Samedi soir. Saturday night. Sonia et moi sommes dans la salle de bains en train de finir de nous coiffer. Une pine-co se marie dans une ville voisine. Takchéta et caftan sont de la partie, avec toute la panoplie de la soirée mariage: cadeau, ceinture pour danser, des gâteaux pour patienter en attendant le repas posé à 2h du mat', appareil photo... Yalla! Maman est encore à Toulouse chez Mouhssin le cous', et elle a l'air de s'y plaire! Fini ses mille appels à l'heure, si je l'appelle pas, elle me calcule ap! Heureusement que je suis pas susceptible! Apres trois quarts d'heure de route avec le CD "Mariage à l'Orientale" dans le poste, histoire de nous mettre dans le bain, on arrive à la salle située dans le Val d'Oise, déjà fatiguées d'avoir chanter et bouger les épaules comme des gue-din! On va féliciter la mariée, la maman de la mariée, on pose le cadeau et se pose à une table où nos potes nous attendaient. Ca fait un bien fou de sortir de temps en temps hors de la routine, voir des têtes disparues! On se fait mille bises et ça commence à chambrer direct...

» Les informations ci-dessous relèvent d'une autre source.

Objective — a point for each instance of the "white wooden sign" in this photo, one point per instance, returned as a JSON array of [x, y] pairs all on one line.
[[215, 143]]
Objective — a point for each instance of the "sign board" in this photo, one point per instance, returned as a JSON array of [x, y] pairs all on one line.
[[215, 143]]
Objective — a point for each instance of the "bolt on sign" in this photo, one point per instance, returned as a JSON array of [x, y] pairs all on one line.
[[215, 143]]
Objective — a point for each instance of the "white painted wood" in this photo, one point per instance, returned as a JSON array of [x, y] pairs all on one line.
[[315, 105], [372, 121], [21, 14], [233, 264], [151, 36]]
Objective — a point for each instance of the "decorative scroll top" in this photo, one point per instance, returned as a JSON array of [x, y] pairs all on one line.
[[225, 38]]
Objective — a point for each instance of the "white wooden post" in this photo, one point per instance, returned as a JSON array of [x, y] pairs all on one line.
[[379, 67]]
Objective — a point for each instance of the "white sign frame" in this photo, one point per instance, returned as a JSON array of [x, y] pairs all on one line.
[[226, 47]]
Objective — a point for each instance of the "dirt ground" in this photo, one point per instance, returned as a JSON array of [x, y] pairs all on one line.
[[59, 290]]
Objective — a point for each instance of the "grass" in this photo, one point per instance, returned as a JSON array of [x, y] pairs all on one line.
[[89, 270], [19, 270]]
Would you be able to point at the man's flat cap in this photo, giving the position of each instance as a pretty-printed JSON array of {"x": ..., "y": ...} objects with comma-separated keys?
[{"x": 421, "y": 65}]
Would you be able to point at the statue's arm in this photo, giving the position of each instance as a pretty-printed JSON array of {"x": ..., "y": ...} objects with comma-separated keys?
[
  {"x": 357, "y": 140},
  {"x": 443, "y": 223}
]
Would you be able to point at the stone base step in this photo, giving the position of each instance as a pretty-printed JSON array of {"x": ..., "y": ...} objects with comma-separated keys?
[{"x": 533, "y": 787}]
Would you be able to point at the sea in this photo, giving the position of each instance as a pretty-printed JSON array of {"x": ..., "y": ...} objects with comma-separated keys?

- Oh Wallen, palala bsahtek le prix au concours!
- De quoi tu parles toi, quel prix?
- Fais pas la cachotière! Ben le prix du meilleur sosie de punching ball! Tu t'es fait fons-dé à ce qu'il parait!
- (Sonia rie de force, mais je sens en scred la gêne. Pour ma part, je suis morte de rire, j'avoue, elle était pas mal) C'est l'hôpital qui se fout de la charité non? Avec tes chicos en l'air tu nous fait le remix des dents de la mer tous les jours que le bon Dieu fait, et tu la ramène?

On explose de rire. Toutes les meufs de cette table, je les connais depuis petite. Y'en a c'est parce qu'elles étaient dans ma classe, d'autres parce qu'elles faisaient le même sport que oim', d'autres parce que je les vois toujours dans les mariages! C'est chelou ça au passage: y'a des gens, quelle que soit la sortie que tu fais, tu les vois, sans pour autant trouver un lien de parenté commun... Un peu plus, et la parano du complot organisé s'inviterait bien! On discute, mange les quelques pâtisseries qui se battent en duel sur la table, et puis la mariée se lève avec son mari pour danser. On se regarde toutes, chope toutes nos sacs et on en sort toutes une ceinture! On claque de rire et allons les rejoindre. Ses yeux pétillent, son mari tape un coupé décalé, elle golri. Je suis heureuse pour elle. Soukaina, c'était la plus discrète de toute la bande. Toujours calme, adepte du "maison/école/devoirs". Je l'ai connu comme ça, et elle est restée comme ça. Une perle pour qui l'aurait, et si il le savait ce ouf, il lui foutrait pas la te-hon avec son moon walk à l'algérienne qu'il est en train de taper dans la salle! Des barres! Il va danser avec ses potes qui ont fait irruption sur la piste, et nous, on chope notre Souki, danse avec elle, on lui souhaite tout le bonheur du monde...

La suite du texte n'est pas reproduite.